Clinical Cancer Research
- Cover of Volume 26, Issue 14
- Discipline: Oncology
- Language: English
- Edited by: Keith Flaherty

Publication details
- History: 1995–present
- Publisher: American Association for Cancer Research (United States)
- Frequency: Biweekly
- Open access: Delayed, after 12 months
- Impact factor: 13.801 (2021)

Standard abbreviations
- ISO 4: Clin. Cancer Res.

Indexing
- CODEN: CCREF
- ISSN: 1078-0432 (print) 1557-3265 (web)
- OCLC no.: 30960261

Links
- Journal homepage; Online access; Online archive;

= Clinical Cancer Research =

Clinical Cancer Research is a peer-reviewed medical journal on oncology, including the cellular and molecular characterization, prevention, diagnosis, and therapy of human cancer, medical and hematological oncology, radiation therapy, pediatric oncology, pathology, surgical oncology, and clinical genetics.

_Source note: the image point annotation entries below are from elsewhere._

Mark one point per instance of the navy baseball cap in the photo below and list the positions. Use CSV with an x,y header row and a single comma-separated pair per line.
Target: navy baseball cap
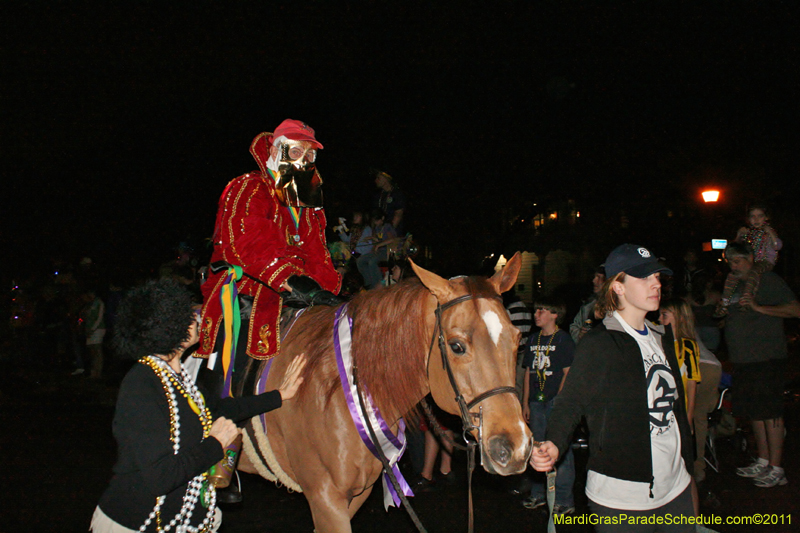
x,y
634,260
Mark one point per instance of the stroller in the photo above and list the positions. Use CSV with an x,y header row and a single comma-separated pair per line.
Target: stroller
x,y
722,424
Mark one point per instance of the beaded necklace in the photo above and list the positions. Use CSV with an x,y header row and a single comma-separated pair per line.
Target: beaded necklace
x,y
541,369
198,488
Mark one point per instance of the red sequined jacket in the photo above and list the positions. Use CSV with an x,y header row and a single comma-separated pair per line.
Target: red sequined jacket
x,y
253,230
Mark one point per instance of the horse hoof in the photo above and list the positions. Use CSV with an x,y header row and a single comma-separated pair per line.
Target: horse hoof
x,y
500,450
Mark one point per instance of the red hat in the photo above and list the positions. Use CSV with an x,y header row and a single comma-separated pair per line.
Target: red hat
x,y
296,131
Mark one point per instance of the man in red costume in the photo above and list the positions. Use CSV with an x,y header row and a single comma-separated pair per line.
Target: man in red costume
x,y
271,223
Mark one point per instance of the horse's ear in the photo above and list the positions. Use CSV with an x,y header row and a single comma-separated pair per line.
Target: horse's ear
x,y
507,277
439,286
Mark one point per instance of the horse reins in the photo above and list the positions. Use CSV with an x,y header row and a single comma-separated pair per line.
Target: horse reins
x,y
464,408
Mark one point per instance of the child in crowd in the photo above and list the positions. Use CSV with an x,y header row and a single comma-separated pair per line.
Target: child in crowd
x,y
353,236
374,235
546,362
678,314
761,237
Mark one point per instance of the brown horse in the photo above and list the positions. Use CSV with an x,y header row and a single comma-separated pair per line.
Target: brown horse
x,y
311,443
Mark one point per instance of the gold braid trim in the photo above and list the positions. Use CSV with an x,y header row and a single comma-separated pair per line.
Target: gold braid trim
x,y
230,220
280,477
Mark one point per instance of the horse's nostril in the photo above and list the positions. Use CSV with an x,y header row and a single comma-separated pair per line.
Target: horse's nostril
x,y
500,449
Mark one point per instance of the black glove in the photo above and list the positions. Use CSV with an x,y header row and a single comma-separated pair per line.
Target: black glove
x,y
307,292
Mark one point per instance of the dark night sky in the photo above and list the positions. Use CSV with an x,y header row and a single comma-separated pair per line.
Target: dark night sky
x,y
122,123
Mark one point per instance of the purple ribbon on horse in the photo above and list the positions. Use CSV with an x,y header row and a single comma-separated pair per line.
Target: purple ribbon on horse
x,y
392,445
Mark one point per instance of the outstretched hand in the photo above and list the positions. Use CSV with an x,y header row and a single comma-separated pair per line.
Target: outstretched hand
x,y
544,456
224,430
292,379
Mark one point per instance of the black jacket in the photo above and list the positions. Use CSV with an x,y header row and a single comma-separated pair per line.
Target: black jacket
x,y
607,384
146,465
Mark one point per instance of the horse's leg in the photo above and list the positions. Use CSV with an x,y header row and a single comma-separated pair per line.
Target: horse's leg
x,y
329,510
358,501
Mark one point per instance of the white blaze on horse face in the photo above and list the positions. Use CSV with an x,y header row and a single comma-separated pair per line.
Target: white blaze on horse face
x,y
493,324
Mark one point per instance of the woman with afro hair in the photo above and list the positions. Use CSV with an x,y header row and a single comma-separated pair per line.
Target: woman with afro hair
x,y
168,432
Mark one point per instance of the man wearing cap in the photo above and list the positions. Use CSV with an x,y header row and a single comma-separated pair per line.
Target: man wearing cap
x,y
757,348
391,200
625,379
271,223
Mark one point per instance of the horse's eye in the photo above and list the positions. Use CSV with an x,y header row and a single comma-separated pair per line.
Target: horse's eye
x,y
458,348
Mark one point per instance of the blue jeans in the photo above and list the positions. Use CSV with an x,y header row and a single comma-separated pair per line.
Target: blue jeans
x,y
565,468
368,267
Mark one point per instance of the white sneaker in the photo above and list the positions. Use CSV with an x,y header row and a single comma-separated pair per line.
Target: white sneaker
x,y
773,476
756,469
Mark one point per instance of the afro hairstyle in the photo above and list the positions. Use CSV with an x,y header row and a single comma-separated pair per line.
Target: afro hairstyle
x,y
153,318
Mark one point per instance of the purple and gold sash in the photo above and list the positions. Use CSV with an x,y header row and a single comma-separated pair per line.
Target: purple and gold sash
x,y
392,445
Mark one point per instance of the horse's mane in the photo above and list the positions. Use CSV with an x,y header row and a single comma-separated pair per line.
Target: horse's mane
x,y
390,342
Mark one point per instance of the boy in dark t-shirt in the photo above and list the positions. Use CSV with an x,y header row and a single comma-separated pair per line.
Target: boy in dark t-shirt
x,y
546,361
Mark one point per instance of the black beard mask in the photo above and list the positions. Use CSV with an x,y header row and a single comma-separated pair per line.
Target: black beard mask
x,y
299,184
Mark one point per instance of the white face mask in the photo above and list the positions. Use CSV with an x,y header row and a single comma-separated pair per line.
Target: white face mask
x,y
297,181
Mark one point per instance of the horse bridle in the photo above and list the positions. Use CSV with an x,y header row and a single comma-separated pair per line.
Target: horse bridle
x,y
464,407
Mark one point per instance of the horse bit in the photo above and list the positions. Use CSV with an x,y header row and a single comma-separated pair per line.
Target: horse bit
x,y
466,415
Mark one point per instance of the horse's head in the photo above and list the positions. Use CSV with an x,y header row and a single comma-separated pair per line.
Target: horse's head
x,y
480,344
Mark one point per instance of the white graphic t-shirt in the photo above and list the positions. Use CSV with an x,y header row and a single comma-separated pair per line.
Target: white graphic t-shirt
x,y
670,476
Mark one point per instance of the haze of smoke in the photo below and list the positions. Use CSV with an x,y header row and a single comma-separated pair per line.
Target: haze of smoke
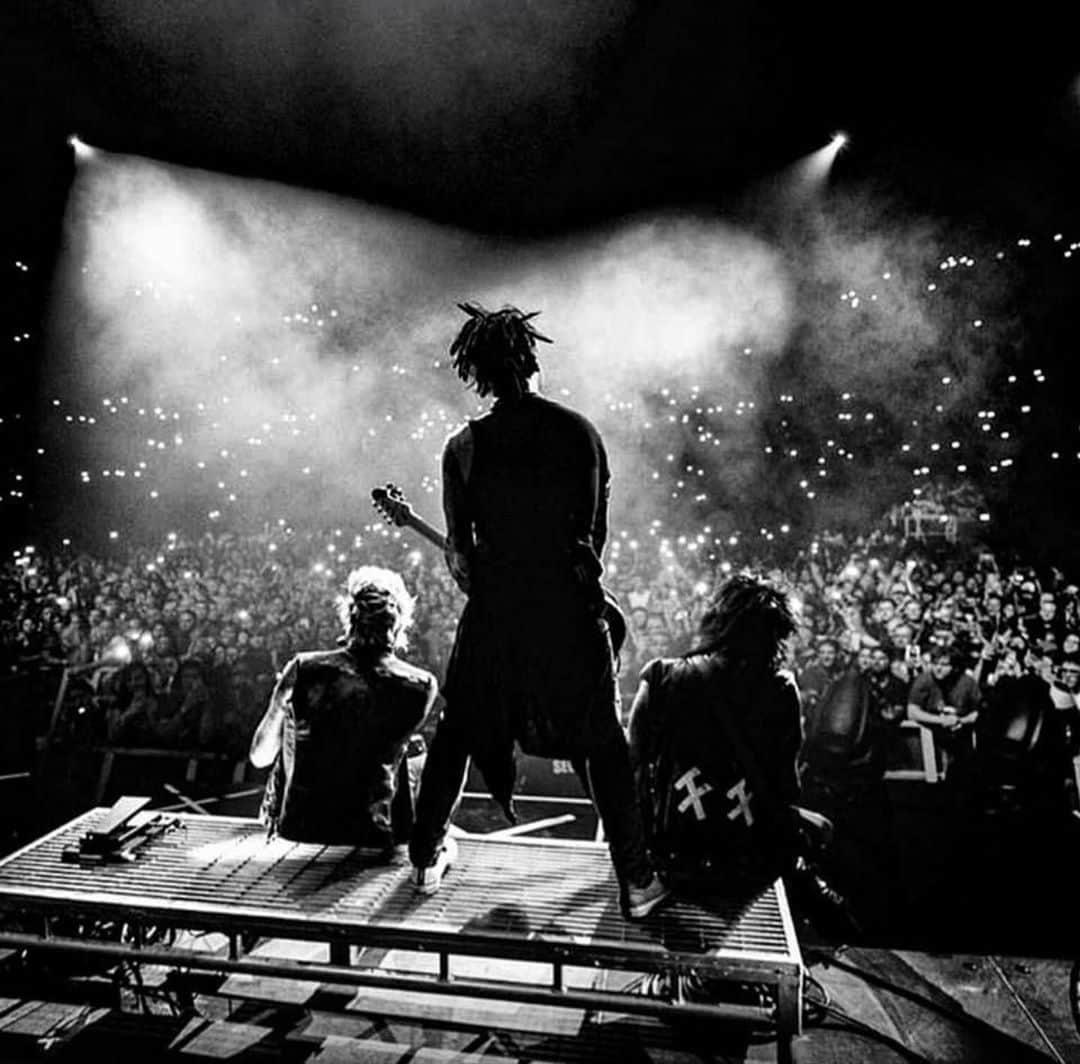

The applications of the disciplines of pharmacology, immunology, cell biology, and molecular genetics to intervention in human cancer are also included. One of the main interests of Clinical Cancer Research is on clinical trials that evaluate new treatments together with research on pharmacology and molecular alterations or biomarkers that predict response or resistance to treatment. Another priority for Clinical Cancer Research is laboratory and animal studies of new drugs as well as molecule-targeted agents with the potential to lead to clinical trials, and studies of targetable mechanisms of oncogenesis, progression of the malignant phenotype, and metastatic disease. The journal is published by the American Association for Cancer Research.

== History ==
The first issue of Clinical Cancer Research was published in January 1995. By 1 December 1994, 128 manuscripts had been submitted for publication by investigators representing a variety of clinical and laboratory disciplines not only from the United States but also from the international research community. In 1998, the number of manuscripts submitted had risen from 500 in the first year to almost 800. The journal reported an acceptance rate of 52% at that time. With the aim to publish only papers of high quality, the editors decided to increase the stringency of review.

== Abstracting and indexing ==
The journal is abstracted and indexed in Chemical Abstracts, Index Medicus, MEDLINE, Science Citation Index, and Current Contents/Clinical Medicine. According to the Journal Citation Reports, the journal has a 2013 impact factor of 8.193, ranking it 13th out of 202 journals in the category "Oncology".